Bezprzewodowe słuchawki AirPods zostały wprowadzone przez Apple na wrześniowym przemówieniu w 2016 roku. Do sprzedaży trafiły tuż przed Świętami Bożego Narodzenia tego roku i w zasadzie przez cały kolejny rok były bardzo gorącym produktem, na który czasami czekano kilka miesięcy. Jesienią ubiegłego roku sytuacja na chwilę się uspokoiła i AirPods były już ogólnie dostępne, jednak wraz ze zbliżaniem się Świąt okres oczekiwania znów się wydłużył. Obecnie słuchawki są dostępne z około tygodniowym opóźnieniem (według oficjalnej strony Apple).

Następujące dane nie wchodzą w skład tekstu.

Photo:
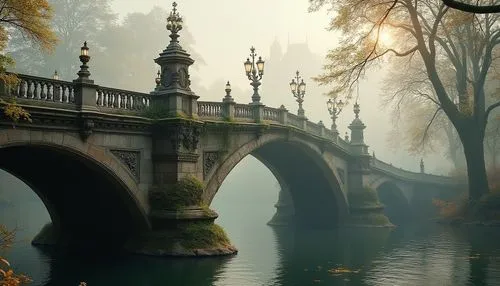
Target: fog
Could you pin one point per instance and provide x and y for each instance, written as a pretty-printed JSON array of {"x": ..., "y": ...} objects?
[{"x": 234, "y": 26}]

Cook wspomniał także o ogromnym zainteresowaniu podczas telekonferencji.
AirPods to wciąż niezwykle popularny produkt. Widzimy je w coraz większej liczbie miejsc, czy to na siłowniach, w kawiarniach, czy wszędzie tam, gdzie ludzie słuchają muzyki na swoich urządzeniach Apple. Jako produkt cieszą się ogromnym powodzeniem i staramy się jak najlepiej sprostać zapotrzebowaniu zainteresowanych.
Niestety Apple nie udostępnia danych sprzedażowych słuchawek AirPods. Słuchawki wraz z HomePodem i innymi produktami należą do działu „Inne”. Jednak w ostatnim kwartale Apple zarobiło niewiarygodne 3,9 miliarda dolarów, co oznacza wzrost o przyzwoite 38% rok do roku. A biorąc pod uwagę, że HomePod nie sprzedaje się zbyt dobrze, łatwo zgadnąć, który produkt znacząco przyczynia się do tych liczb. Jedyna bardziej konkretna informacja na temat sprzedaży, jaką mamy, to taka, że AirPods pobiły w ostatnim kwartale swój rekord sprzedaży wszechczasów (swoją drogą to samo zrobił Apple Watch). Różni zagraniczni analitycy szacują, że Apple sprzedaje około 26-28 milionów sztuk swoich AirPodów rocznie. Przyszłość pod tym względem również powinna być radosna, gdyż w tym roku powinniśmy spodziewać się następcy.
Źródło: Macrumors
To po prostu genialnie zainicjowany szum marketingowy... Ludzie po prostu dochodzą do wniosku, że kabel to najlepsze, co może być - i wtedy ich bezprzewodowe słuchawki spadają na podłogę w zatłoczonym autobusie lub między samochodami podczas biegu przez ruchliwą drogę lub w liściach podczas spaceru po lesie czy kałuży... A ciągłe ładowanie tych bezprzewodowych słuchawek - to już kolejna irytacja...
Prawdopodobnie ich nie próbowałeś, prawda?
Cóż, widać, że tak naprawdę ich nie próbowałeś. To kabel zawsze powoduje, że wypada z uszu. Z airpodami możesz zrobić prawie wszystko, co chcesz, a one po prostu nie wypadną. To właśnie zrobiło Apple.
Nie pływaj, spróbuj.
Kabel zostawiłem zarówno w domu, jak i w terenie i zdecydowanie nie miałem zamiaru do niego wracać. To takie wygodne. A technologia stopniowo nadążała za przewagą kabla, przynajmniej dla słuchaczy głównego nurtu.